Everything about the ol' Switch 2

oldpuck (with assistance from Thraktor, Look Over There, LiC, and numerous others)

A number of Switch 2 technical leaks have emerged over the last few years, several of which have missed mainstream discussion. The following is a fairly complete technical summary of that information.

We'll cover The Context leading up to these discoveries, The Linux Finds that confirm many technical details of the hardware, The LinkedIn Leaks which corroborate these finds, and we will briefly summarize The NVN2 Hack and how it and the Linux finds continue to corroborate each other. Well then look at some Intriguing Reports that have come from various other sources, before summarizing What The Heck This Means

The Context

The Nintendo Switch is built around a Tegra X1 system-on-a-chip. The Tegra line is built by Nvidia, and initially struggled to find a market.

Eventually, the line split into two halves, a consumer chip and a robotics chip. The consumer line (K1, X1, X2) only found major success with the Switch. The robotics chip (Xavier) found usage in the automotive market.

The successor to Xavier is Orin, a chip which now targets the automotive market explicitly. Publicly, Nvidia has announced no new consumer Tegra.

The problem with Orin

Early speculation assumed that Orin, then, would be the basis of the next Nintendo device. Now that the chip is released, Orin itself is an extremely bad candidate

It's too big: Orin comes in three versions, Orin AGX, Orin NX and Orin Nano. Nano is the least powerful, and seems capable of powering a tablet sized device. However, the NX and the Nano are the same die as the AGX, with some parts disabled. At 455 mm², Orin is ~2.5x as big as the TX1. It simply isn't fitting into a handheld

The CPU is wrong: Orin uses an ARM A78AE CPU. The A78 is a common performance core in ARM SOCs, but the AE variant is specially built to pass new Automotive Electronics Council standards. This includes using half the cores to "safety check" the work of the other half, a huge performance and cost hit that would be inappropriate for a console

It's too rare: Nvidia hasn't disclosed the number of Orin SOCs sold, exactly, but their own marketing implies that they're selling at most a few million a year. Orin will be superseded by Nvidia Thor in 2025. Over it's lifetime, it is likely to see Wii U numbers. There simply won't be enough Orin chips made - much less binned - for Nintendo to buy.

The leak, the hack, and Nvidia's Big Mouth

June of 2021, a well known Nvidia leaker, kopite7kimi, stated that Nvidia was designing a custom chip for Nintendo called T239 (T234 is Orin)

Eight months later, Nvidia was subject to a ransomware attack. As part of that attack, the Lapsus$ group released some files. The majority of these files were unrelated to Nintendo, and included things like SSNs for employees. This was obviously awful, and I will not link to any Lapsus$ files here, only media discussion of them.

This hack included code for NVN2, a successor the NVN API that was developed by Nvidia for the original Switch.
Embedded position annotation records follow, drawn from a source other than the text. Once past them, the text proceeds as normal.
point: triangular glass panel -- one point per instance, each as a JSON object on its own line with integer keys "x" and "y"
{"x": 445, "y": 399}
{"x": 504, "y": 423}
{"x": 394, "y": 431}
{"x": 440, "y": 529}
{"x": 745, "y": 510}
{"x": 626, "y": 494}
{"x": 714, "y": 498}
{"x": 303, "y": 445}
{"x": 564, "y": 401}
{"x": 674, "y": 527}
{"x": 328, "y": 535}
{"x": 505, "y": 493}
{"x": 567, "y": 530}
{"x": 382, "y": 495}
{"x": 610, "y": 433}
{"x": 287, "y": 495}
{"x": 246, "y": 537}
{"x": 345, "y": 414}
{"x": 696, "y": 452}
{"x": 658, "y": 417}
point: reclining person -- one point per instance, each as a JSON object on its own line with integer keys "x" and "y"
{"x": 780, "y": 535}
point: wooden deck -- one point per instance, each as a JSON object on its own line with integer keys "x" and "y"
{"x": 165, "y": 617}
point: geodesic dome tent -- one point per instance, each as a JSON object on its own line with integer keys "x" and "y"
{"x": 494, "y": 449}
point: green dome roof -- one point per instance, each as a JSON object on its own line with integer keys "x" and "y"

It also included T239 references, confirming the original leak.

Nvidia's big mouth

Since then, Nvidia has mentioned T239 several times in it's documentation, confirming an unannounced, consumer Tegra chip is in development.

The Linux Finds

During NX development, there were several dumps of information about the Switch that Nvidia let slip into public Linux repositories as part of it's internal development. While Nvidia has taken care to reduce those leaks this time, there are still significant finds.

The most salient point: Some of this data is from Fall 2022, some from Summer 2021, but all of it matches the NVN2 leak from Spring 2022. There is a consistent picture of the chip presented here, and as you can see elsewhere in this document, there is strong reason to believe the chip's design was finalized in Summer of 2022.

Linux 4 Tegra

Nvidia develops a Linux distribution for it's Tegra line of chips. The current version of that distribution has a few dangling T239 references, most of which reference a separate, private code repository. There are still a few nuggets to extract.

Memory: T239 has half of Orin's memory bus. Orin has a 256-bit bus, so a 128-bit bus can be assumed.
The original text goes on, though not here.